Все здесь путает нам карты. Исподволь утверждалось, будто взгляд на жизнь как на бессмыслицу равен утверждению, что она не стоит того, чтобы ее прожить. На деле между этими суждениями нет никакой необходимой связи. Просто должно не поддаваться замешательству, разладу и непоследовательности, а прямо идти к подлинным проблемам. Самоубийство совершают потому, что жить не стоит, – конечно, это истина, но истина бесплодная, трюизм. Разве это проклятие существования, это изобличение жизни во лжи суть следствия того, что у жизни нет смысла? Разве абсурдность жизни требует того, чтобы от нее бежали – к надежде или к самоубийству? Вот что нам необходимо выяснить, проследить, понять, отбросив все остальное. Ведет ли абсурд к смерти? Эта проблема первая среди всех других, будь то методы мышления или бесстрастные игрища духа. Нюансы, противоречия, всеобъясняющая психология, умело привнесенная «духом объективности», – все это не имеет ничего общего с этим страстным исканием. Ему потребно неправильное, то есть логичное, мышление. Это нелегко дается. Всегда просто быть логичным, но почти невозможно быть логичным до самого конца. Столь же логичным, как самоубийцы, идущие до конца по пути своего чувства. Размышление по поводу самоубийства позволяет мне поставить единственную проблему, которая меня интересует: существует ли логика, приемлемая вплоть до самой смерти? Узнать это я смогу только с помощью рассуждения, свободного от хаоса страстей и исполненного светом очевидности. Так намечается начало рассуждения, которое я называю абсурдным. Многие начинали его, но я пока не знаю, шли ли они до конца.
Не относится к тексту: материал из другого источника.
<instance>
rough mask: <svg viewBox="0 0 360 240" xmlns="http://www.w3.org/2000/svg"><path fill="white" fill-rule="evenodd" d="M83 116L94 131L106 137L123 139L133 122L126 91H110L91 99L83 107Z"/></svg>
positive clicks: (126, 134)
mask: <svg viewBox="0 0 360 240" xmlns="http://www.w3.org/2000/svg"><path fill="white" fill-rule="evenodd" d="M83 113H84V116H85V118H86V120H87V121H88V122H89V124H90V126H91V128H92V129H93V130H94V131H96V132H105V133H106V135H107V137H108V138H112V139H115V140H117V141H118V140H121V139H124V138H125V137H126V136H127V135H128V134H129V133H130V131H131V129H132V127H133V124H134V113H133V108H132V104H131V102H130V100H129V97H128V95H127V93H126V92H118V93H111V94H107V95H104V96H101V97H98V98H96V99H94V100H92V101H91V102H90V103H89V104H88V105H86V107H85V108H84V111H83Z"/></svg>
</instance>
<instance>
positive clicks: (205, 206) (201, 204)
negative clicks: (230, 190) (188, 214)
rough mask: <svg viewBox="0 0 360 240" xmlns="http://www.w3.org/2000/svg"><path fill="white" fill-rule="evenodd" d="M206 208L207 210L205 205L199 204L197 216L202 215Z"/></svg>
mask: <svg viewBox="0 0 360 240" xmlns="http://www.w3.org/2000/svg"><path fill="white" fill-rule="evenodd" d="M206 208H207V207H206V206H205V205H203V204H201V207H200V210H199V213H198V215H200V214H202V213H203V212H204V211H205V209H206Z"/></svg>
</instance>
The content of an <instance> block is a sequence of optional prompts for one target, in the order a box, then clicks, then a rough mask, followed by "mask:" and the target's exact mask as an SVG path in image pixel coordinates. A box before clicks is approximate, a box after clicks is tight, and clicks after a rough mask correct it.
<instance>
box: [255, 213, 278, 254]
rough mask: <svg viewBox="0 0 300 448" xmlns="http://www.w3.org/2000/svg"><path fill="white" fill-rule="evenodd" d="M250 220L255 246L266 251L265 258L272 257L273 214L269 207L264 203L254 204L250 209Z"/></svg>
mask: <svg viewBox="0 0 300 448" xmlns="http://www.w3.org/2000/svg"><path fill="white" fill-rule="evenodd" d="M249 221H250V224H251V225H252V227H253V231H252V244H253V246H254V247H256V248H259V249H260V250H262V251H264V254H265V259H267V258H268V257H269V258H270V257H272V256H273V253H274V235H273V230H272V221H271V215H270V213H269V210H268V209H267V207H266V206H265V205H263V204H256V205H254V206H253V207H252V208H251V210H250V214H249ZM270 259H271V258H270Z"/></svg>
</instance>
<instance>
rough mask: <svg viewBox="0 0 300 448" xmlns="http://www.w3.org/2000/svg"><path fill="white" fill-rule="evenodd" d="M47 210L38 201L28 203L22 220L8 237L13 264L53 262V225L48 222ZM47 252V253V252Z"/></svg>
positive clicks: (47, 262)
Когда Карл Ясперс, показав невозможность мысленно конституировать единство мира, восклицает: «Этот предел ведет меня к самому себе, туда, где я уже не прячусь за объективной точкой зрения, сводящейся к совокупности моих представлений; туда, где ни я сам, ни экзистенция другого не могут стать для меня объектами», – он вслед за многими другими напоминает о тех безводных пустынях, где мышление приближается к своим границам. Конечно, он говорит вслед за другими, но сколь поспешно стремится покинуть эти пределы! К этому последнему повороту, колеблющему основания мышления, приходят многие люди, в том числе и самые незаметные. Они отрекаются от всего, что им дорого, что было их жизнью. Другие, аристократы духа, тоже отрекаются, но идут к самоубийству мышления, откровенно бунтуя против мысли. Усилий требует как раз противоположное: сохранять, насколько возможно, ясность мысли, пытаться рассмотреть вблизи образовавшиеся на окраинах мышления причудливые формы. Упорство и проницательность – таковы привилегированные зрители этой абсурдной и бесчеловечной драмы, где репликами обмениваются надежда и смерть. Ум может теперь приступить к анализу фигур этого элементарного и вместе изощренного танца, прежде чем оживить их своей собственной жизнью.